Cinephile: Don’t Worry Darling

Plot: “A 1950s housewife living with her husband in a utopian experimental community worries that his glamorous company could hide disturbing secrets.” -IMBD 

Review: Dear reader, I have made several attempts at crafting a review for the film, Don’t Worry Darling. Each attempt so far has spoiled the ending or has found me wavering on my final score of this film. This is unlike me. Walking out of a theater, I usually have some sense of how I will review a film. I am always certain of its grade. But not this time.  

Then, I realized something. It has now been a full 48-hours since watching this film. I am still wrestling with a thesis that feels open to interpretation. An internal debate over its reveal is still waging inside of me. Doubt and unease about scoring a film like this remains.
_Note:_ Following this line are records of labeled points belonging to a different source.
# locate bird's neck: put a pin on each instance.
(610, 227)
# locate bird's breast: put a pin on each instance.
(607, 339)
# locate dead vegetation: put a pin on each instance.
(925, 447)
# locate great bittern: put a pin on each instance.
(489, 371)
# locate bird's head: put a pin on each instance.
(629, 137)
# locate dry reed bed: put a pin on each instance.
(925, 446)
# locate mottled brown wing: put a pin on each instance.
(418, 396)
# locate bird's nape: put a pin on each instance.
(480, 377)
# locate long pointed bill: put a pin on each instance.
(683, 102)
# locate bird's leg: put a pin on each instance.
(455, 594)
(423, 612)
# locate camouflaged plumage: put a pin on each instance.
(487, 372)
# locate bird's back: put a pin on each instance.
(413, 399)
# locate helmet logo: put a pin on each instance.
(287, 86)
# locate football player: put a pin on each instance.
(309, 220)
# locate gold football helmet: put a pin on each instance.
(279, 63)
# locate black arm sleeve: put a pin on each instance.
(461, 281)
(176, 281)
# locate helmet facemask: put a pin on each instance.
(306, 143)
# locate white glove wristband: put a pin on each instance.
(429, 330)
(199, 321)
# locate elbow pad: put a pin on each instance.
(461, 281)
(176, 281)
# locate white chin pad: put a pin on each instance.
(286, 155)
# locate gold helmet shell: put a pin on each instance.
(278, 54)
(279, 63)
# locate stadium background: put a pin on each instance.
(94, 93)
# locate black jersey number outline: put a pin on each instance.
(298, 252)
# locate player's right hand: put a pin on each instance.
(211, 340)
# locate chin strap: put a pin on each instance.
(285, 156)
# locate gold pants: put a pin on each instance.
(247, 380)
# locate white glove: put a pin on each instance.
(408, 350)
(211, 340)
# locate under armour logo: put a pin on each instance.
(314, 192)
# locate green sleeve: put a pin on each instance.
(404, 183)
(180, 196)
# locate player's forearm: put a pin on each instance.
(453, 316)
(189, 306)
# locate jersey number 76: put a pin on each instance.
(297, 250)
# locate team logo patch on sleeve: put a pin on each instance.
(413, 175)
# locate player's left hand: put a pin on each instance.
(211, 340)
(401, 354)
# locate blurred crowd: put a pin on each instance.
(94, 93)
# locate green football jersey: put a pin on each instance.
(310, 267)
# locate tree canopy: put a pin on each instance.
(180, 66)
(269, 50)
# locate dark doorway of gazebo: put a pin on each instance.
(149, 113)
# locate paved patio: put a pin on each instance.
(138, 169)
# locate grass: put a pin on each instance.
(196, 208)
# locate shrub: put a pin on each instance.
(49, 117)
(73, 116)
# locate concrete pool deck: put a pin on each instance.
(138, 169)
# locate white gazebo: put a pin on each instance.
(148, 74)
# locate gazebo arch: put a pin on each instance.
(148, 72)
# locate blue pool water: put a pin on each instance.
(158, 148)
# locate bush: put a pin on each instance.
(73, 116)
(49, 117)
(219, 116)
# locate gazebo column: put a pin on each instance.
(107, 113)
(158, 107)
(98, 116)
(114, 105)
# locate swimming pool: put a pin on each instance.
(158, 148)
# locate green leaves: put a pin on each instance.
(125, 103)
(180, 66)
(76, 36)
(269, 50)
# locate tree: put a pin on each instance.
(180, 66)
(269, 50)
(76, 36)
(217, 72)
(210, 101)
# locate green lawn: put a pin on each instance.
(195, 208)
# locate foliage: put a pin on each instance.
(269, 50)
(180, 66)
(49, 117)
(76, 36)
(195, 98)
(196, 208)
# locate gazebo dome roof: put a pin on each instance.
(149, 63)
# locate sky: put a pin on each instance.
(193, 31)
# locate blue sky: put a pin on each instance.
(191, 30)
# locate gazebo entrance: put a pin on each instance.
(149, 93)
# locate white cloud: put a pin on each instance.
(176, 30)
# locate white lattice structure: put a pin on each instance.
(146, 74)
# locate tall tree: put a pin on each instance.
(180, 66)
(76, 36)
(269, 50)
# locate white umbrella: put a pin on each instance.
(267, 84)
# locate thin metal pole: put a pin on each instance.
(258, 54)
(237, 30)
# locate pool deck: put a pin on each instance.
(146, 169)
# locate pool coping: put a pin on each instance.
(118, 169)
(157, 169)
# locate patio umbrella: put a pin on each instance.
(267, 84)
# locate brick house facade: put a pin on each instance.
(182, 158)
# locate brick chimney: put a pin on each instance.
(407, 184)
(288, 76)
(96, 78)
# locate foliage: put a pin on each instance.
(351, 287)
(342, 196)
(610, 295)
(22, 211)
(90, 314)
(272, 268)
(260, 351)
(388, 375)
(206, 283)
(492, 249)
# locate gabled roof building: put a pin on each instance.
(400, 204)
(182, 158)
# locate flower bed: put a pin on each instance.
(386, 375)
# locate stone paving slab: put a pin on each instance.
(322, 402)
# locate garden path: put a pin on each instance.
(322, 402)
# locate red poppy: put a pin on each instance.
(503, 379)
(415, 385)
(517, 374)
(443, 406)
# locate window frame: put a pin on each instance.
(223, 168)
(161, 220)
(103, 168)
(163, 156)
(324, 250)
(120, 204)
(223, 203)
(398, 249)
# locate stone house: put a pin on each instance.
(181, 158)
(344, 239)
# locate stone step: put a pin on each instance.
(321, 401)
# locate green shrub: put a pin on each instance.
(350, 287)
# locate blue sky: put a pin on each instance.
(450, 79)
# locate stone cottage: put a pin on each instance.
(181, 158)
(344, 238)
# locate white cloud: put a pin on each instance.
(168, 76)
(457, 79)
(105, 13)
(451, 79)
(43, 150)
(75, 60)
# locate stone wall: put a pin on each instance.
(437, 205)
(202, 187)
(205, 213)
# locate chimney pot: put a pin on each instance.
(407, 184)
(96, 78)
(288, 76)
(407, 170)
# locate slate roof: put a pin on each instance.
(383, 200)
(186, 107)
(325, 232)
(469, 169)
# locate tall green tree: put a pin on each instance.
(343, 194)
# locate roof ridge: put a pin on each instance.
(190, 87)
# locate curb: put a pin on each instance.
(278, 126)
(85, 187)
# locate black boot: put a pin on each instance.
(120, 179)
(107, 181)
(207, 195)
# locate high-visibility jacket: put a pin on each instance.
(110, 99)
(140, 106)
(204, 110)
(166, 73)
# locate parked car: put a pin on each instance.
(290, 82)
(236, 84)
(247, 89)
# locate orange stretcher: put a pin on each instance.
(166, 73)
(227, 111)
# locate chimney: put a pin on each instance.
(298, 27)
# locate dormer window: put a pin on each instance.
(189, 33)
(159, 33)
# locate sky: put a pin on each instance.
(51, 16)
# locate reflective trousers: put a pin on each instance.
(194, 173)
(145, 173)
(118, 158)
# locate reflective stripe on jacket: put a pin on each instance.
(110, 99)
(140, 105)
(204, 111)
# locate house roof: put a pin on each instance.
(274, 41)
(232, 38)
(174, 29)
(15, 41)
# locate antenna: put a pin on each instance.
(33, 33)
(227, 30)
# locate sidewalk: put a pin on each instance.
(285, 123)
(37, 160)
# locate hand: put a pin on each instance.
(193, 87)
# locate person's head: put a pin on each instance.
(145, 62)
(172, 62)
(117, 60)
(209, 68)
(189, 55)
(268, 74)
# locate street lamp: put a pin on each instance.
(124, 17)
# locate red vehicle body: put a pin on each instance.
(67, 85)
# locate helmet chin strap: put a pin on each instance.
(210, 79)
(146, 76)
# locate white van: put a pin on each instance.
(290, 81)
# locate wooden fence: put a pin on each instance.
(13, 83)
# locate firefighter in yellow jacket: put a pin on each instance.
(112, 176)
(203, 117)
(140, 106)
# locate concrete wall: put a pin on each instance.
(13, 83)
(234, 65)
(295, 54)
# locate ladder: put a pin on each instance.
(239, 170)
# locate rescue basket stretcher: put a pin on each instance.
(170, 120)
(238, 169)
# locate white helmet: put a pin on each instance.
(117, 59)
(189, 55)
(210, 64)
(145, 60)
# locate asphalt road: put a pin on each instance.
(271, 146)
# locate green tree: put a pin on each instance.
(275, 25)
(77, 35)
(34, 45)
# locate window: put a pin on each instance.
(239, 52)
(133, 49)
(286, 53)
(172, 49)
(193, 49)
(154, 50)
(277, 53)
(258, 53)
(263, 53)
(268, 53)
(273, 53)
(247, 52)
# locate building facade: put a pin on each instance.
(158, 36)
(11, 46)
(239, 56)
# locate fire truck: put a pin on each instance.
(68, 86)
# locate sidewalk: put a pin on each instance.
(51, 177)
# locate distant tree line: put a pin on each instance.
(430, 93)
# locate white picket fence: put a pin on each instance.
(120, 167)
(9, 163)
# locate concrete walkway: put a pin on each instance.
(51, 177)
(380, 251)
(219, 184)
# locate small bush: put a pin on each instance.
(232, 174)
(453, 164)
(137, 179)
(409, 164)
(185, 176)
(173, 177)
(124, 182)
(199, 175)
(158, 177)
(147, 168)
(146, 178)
This dissonance and this discussion with myself and others is the point. This is a divisive film. We will debate it for years to come. It invokes arguments and disagreements. It is an adult film for adults longing for something more than a passive experience.  

Before beginning, I should also remind you it is not my job to defend this film. Many who come across this review will have wildly different opinions from mine. My job is to wrestle with this film’s central thesis and grade its execution. Beyond that, this film should stand on its own two feet.  

Within moments of the opening scene of this movie, you will realize something is odd. As you meet characters and wrap your head around the setting, you will realize things are not as they seem. This feeling will stay with you for the next two hours. If you are anything like me, it will follow you home and creep into your mind for days following the film.  

With a little work, you will understand the rules of the Victory Project. The housewives are living a Republican’s fever dream as they maintain the home, cook dinner, and live to satisfy the sexual whims of their husbands. The men leave every day to do top secret work; work so secret they cannot share it with their wives or each other. This is a contained utopia. The project provides food, home goods, clothing, essentials for living. The rules holding this place together are simple. Don’t leave the contained zone and don’t discuss your husband’s work.  

As neighbors gather and couples talk, you will get a sense of a cultish devotion to the founder of the Victory Project, Frank (Chris Pine). At a pool party in the backyard of Frank’s home, Pine delivers a brilliant, yet terrifying monologue that will make anyone who listens to true crime podcasts sit up and pay attention. For Alice (Florence Pugh), it is this experience where her questioning begins.  

Florence Pugh gives the performance of her young career in this film. Once she escapes the pool party, she will work to unravel the mysteries holding this story together. Thanks to brilliant writing and direction by actor/director Olivia Wilde, we as an audience will question everything Alice sees and does. Can we trust her? Is she descending into madness, or is there more to the story?  

And this is where I must stop. To proceed any further, would risk spoiling the plot of this movie. Instead, I want to close by analyzing the thesis of this film and the execution of explaining that thesis.  

We find ourselves far removed from the 1950s. Gone are ideas about a weaker sex, or a sex that is subservient to another. This film, in my estimation, attempts to wrestle with toxic masculinity, gender roles, the meaning of work, and our need for a messiah. It explores all this through the lens of a plug-in utopia. When the cracks in that utopia reveal themselves (pay particular attention to a dinner party scene near the end of the movie), we get a sense of how much progress we have made. We also come to understand the delusion of control.  

If the ideas listed above are what this film intended for me to wrestle with on the car ride home, then it achieved its mission masterfully and nearly flawlessly. I am open to debates about its dismount. I am open to debates about originality and borrowed concepts, but I will never forget how this film made me feel. Nor will I forget what it forced me to reconsider.